Все это заставляло русские политические круги поторопиться с попыткой собственного решения ливонской проблемы».

Здесь может встать вопрос: почему же от первого своего проявления воинственности во время посольства 1554 года до фактического начала военных действий московский царь тянул почти четыре года? Если он так жаждал войны и решился на нее давно, что нельзя не видеть из всех заявлений его дипломатов и его собственного приводимого выше письма насчет притеснения русской церкви, то зачем ему понадобились эти годы? Ведь они давали возможность ливонской стороне, которой были ясны намерения Москвы, лучше подготовиться к отпору.

Причин, объясняющих такое поведение царя, можно назвать две.

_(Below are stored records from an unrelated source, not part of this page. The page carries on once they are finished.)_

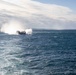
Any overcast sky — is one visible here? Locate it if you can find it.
[0,0,76,29]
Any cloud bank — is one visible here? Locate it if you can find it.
[0,0,76,29]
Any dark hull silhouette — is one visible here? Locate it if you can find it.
[17,31,26,35]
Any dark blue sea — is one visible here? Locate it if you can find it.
[0,30,76,75]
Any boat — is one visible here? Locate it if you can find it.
[17,31,26,35]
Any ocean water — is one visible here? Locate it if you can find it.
[0,30,76,75]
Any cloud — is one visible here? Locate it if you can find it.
[0,0,76,29]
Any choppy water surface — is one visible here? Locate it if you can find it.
[0,30,76,75]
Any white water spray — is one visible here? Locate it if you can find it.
[1,20,32,35]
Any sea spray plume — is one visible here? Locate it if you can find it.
[1,20,32,34]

Согласно первой из них, можно допустить, что, будучи неискушенным в политике и не понимая всех ее тонкостей, Грозный мог по наивности надеяться убить двух зайцев: сначала получить с соседей недоимку за пятьдесят лет, а затем, завоевав их, добрать все остальное. Если принять во внимание высокомерное, пренебрежительное отношение царя Ивана ко всем без исключения, как союзникам, так и недругам, и учитывая сформировавшуюся в нем к тому времени абсолютную и глубокую уверенность в том, что он умнее и дальновиднее всех на свете, то сделанное допущение не покажется абсурдным.

Но для нас куда важнее вторая причина, объясняющая проволочку царем развязывания войны.

К тому времени московский самодержец полностью определился с формой отношений с соседями, и такой формой для Ивана Васильевича стала война. Азарт захвата уже полностью обуял его. Но оставался открытым вопрос: с кого начинать? Ливония была не единственным объектом, привлекавшим внимание владельца кремлевского трона, были и другие, манившие к себе не меньшим соблазном. И вот время, начиная с первого ливонского посольства и до нападения на Ливонию, то есть годы с 1554 по 1557 включительно, а в особенности последние из них полтора года, то есть время, наступившее после астраханского завоевания, кроме надежды на Дерптскую дань, прошли для русского царя в выборе жертвы для очередной агрессии. И этот выбор обнаружил громадную разницу взглядов Грозного от взглядов ближайшего окружения относительно объекта очередного завоевания и, как следствие, еще больше обострил противоречия между царем и его командой.